Todos sabemos que para viver com certo conforto, segurança e dignidade, ter uma fonte de renda, um teto sobre a cabeça, um prato de comida a cada refeição e divertir-se com parceiros, amigos ou parentes já seria suficiente. Se queremos um pouco mais, tudo bem. Seria aquele extra, um algo mais, um plus...
A questão é que queremos muito mais! É uma fome insaciável que obriga o ego a continuar adquirindo poderes, a ser o maior, o melhor.
Não se restringe a qualquer classe social, mas atinge tanto as elites quanto os menos favorecidos. Bandidos de alto calibre, leia-se, corruptos, ou traficantes nas favelas, pessoas de conduta ilibada ou reprovável socialmente, todos em algum grau tendem à convergir para um mesmo centro onde atualmente, a moda impele à ostentação.
A ostentação se dá nas mais variadas formas e graus, seja a do próprio físico em forma, obeso, anoréxico, tatuado ou em pretensos vazamentos de relações afetivas/sexuais homo, hétero, poli, enfim, o céu (ou o inferno) é o limite a ser continuamente desafiado.
Tentando fugir à coletividade, indivíduos criam a temida homogeneização de comportamentos que podem ser nocivos ao próprio bem-estar. A força do meio, embora invisível, tem poder bastante para manipular por toda vida ou, até nos darmos conta e dizermos; basta!
Mesmo assim, sem uma vigilância constante qualquer Mídia, visto que o potencial manipulador da Internet é monstruoso, tentará nos arrastar para a massa em voga.
Sem a pretensão de sugerir uma medida ideal ou taxar comportamentos como certo ou errado, talvez fosse apropriado num determinado momento perguntar-se; estarei exagerando, isso realmente vale a pena, me faz verdadeiramente feliz, penso assim ou este pensamento está contaminado pelo meio, é ideia minha ou estou sendo influenciado, não serei vítima de manipulação? Por menor que seja, a reflexão acende a luz que afugenta as trevas.

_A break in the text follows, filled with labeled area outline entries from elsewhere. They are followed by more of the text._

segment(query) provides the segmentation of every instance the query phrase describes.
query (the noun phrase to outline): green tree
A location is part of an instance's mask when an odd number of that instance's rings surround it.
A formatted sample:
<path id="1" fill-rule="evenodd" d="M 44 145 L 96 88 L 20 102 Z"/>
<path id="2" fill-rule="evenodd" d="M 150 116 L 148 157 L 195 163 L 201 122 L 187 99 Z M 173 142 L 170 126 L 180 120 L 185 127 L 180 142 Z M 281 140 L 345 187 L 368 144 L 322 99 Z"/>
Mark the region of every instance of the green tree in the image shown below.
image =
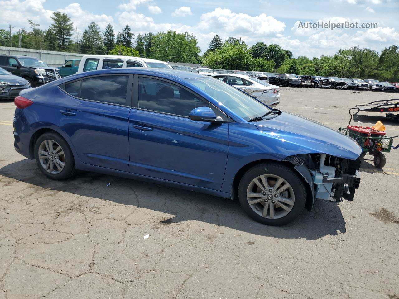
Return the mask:
<path id="1" fill-rule="evenodd" d="M 115 47 L 115 33 L 114 28 L 111 24 L 107 25 L 103 33 L 104 36 L 104 46 L 107 51 Z"/>
<path id="2" fill-rule="evenodd" d="M 118 33 L 118 35 L 117 37 L 117 43 L 128 48 L 131 48 L 132 45 L 132 40 L 134 36 L 134 35 L 132 32 L 131 28 L 129 25 L 126 25 L 123 28 L 123 30 Z"/>
<path id="3" fill-rule="evenodd" d="M 140 56 L 144 54 L 145 49 L 144 47 L 144 36 L 139 33 L 136 38 L 136 47 L 134 49 L 138 52 Z"/>
<path id="4" fill-rule="evenodd" d="M 71 21 L 71 18 L 66 14 L 54 12 L 51 18 L 53 22 L 51 28 L 57 38 L 58 50 L 60 51 L 69 50 L 72 43 L 71 38 L 73 29 L 73 23 Z"/>
<path id="5" fill-rule="evenodd" d="M 233 70 L 249 70 L 253 58 L 245 44 L 225 43 L 220 49 L 209 53 L 204 59 L 208 67 Z"/>
<path id="6" fill-rule="evenodd" d="M 267 49 L 267 45 L 259 41 L 249 48 L 249 51 L 254 58 L 265 58 Z"/>
<path id="7" fill-rule="evenodd" d="M 110 55 L 122 55 L 124 56 L 139 56 L 138 51 L 124 46 L 121 45 L 120 47 L 119 45 L 116 45 L 115 47 L 109 51 L 109 54 Z"/>
<path id="8" fill-rule="evenodd" d="M 151 55 L 165 61 L 196 63 L 200 51 L 196 37 L 188 32 L 160 32 L 154 37 Z"/>
<path id="9" fill-rule="evenodd" d="M 92 22 L 85 29 L 80 40 L 81 51 L 84 54 L 103 54 L 105 51 L 100 28 Z"/>
<path id="10" fill-rule="evenodd" d="M 148 56 L 151 54 L 151 48 L 152 47 L 152 41 L 154 34 L 148 32 L 144 35 L 144 51 L 146 56 Z"/>
<path id="11" fill-rule="evenodd" d="M 44 44 L 44 48 L 45 49 L 52 51 L 57 51 L 57 37 L 51 28 L 46 30 L 43 41 Z"/>
<path id="12" fill-rule="evenodd" d="M 267 60 L 273 60 L 279 67 L 285 59 L 286 52 L 285 50 L 276 44 L 271 44 L 267 46 L 265 51 L 264 58 Z"/>
<path id="13" fill-rule="evenodd" d="M 212 52 L 214 52 L 218 49 L 221 47 L 223 45 L 222 39 L 219 36 L 219 34 L 216 34 L 213 38 L 212 39 L 211 42 L 209 43 L 209 49 L 208 50 Z"/>
<path id="14" fill-rule="evenodd" d="M 239 43 L 239 39 L 238 38 L 233 37 L 232 36 L 230 36 L 228 38 L 226 39 L 226 40 L 225 41 L 225 43 L 231 43 L 233 45 L 234 44 Z"/>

Nosso ego exige massagens constantes, mas certamente até um grande ego sabe separar o que é desejável do que é prejudicial.
Quem dera elaborando o cenário social, que visivelmente tem elevado os dramas psicológicos, achar respostas e saídas para se evitar um caos, visto que aos poucos os limites entre o lícito e o ilícito na humanidade estão sendo diluídos. Mesmo que os costumes se transformem grandemente, sem a evolução das mentes e das consciências no mesmo sentido o resultado pode ser um maior sofrimento físico, emocional ou social, vide, por exemplo, aumento de feminicídios, suicídios, etc.